Eugênio Martins Jr. – do blog Mannish Blog

Blues Etílicos com o novo baterista, Beto Werther (o último da esq. para a dir.) (FOTO: DIVULGAÇÃO)

vamos à segunda parte da entrevista feita com integrantes do Blues Etílicos, grande banda carioca pioneira do gênero no Brasil . Agora a entrevista é com o baixista Claudio Bedran:

EM – Naquela efervescência do rock carioca dos anos 80, como tiveram a ideia de fundar uma banda de blues?
Cláudio Bedran – Eu e Flávio éramos amigos e eu já tocava baixo quando ele começou na gaita e foi se apaixonando por blues. O rock clássico que eu gostava estava em crise, era tempo de new wave e punk, que só curti bem mais tarde. Tocava mais jazz/rock e música instrumental BR em pequenos festivais e bares. O mais relevante que fiz até fundarmos o Blues Etílicos foi tocar numa orquestra de gafieira e num musical infantil (!!!) de relativo sucesso. O Flávio começou a me aplicar uns LPs de blues e eu gostei. Percebi que o som que mais gostava, Deep Purple, Led Zeppelin, Humble Pie, Jeff Beck, Johnny e Edgar Winter, AC/DC era fruto direto do blues. Um belo dia, à noite, num bar, ele sugeriu montarmos uma banda de blues, coisa que não existia no Brasil, pra tocar em boteco, sem maiores pretensões. Achei ótima ideia e fomos em frente.

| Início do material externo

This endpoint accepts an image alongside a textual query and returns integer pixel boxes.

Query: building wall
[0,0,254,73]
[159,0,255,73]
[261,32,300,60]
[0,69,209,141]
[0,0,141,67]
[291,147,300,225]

EM – O Blues Etílicos começou como um trio?
CB – Não. Flávio e eu conhecíamos o Otavio, que tinha um sebo de discos bacana no Flamengo (bairro do Rio). Ele gostava de blues e de tocar slide, daí o convidamos. Fechamos a nossa primeira banda de blues com o guitarrista Sérgio Bap e o Paulo Batera. Fizemos dois shows num bar dias 25 e 26 de dezembro de 85, sob o "criativo" nome de Banda Experiência. Depois Otavio foi para os Estados Unidos de bike e a gig se desfez. O Flávio como cantor e gaitista e eu continuamos na luta, já como Blues Etílicos. Éramos chapas do Rodolpho Rebuzzi, – guitarrista que depois seguiu como músico instrumental e de estúdio, que hoje faz trilhas sonoras para filmes e TV – e completamos a banda com um suíço de passagem pelo Brasil, o Bernard Christian, na bateria. A essa altura nosso repertório já incluía composições nossas. Gravamos uma demo com Safra 63, que fiz há 32 anos, mas cuja letra é assustadoramente atual. Tocou bastante na lendária rádio "Fluminense FM, A Maldita" e com isso começamos a ficar conhecidos no Rio. Eu diria que esse é nosso começo, como um quarteto esperando a volta do Otavio pra se tornar um quinteto. O ano seguinte foi decisivo para nos tornarmos o que somos hoje, com a volta do Otavio, a entrada do Greg e do Gil Eduardo, e a gravação do nosso primeiro álbum.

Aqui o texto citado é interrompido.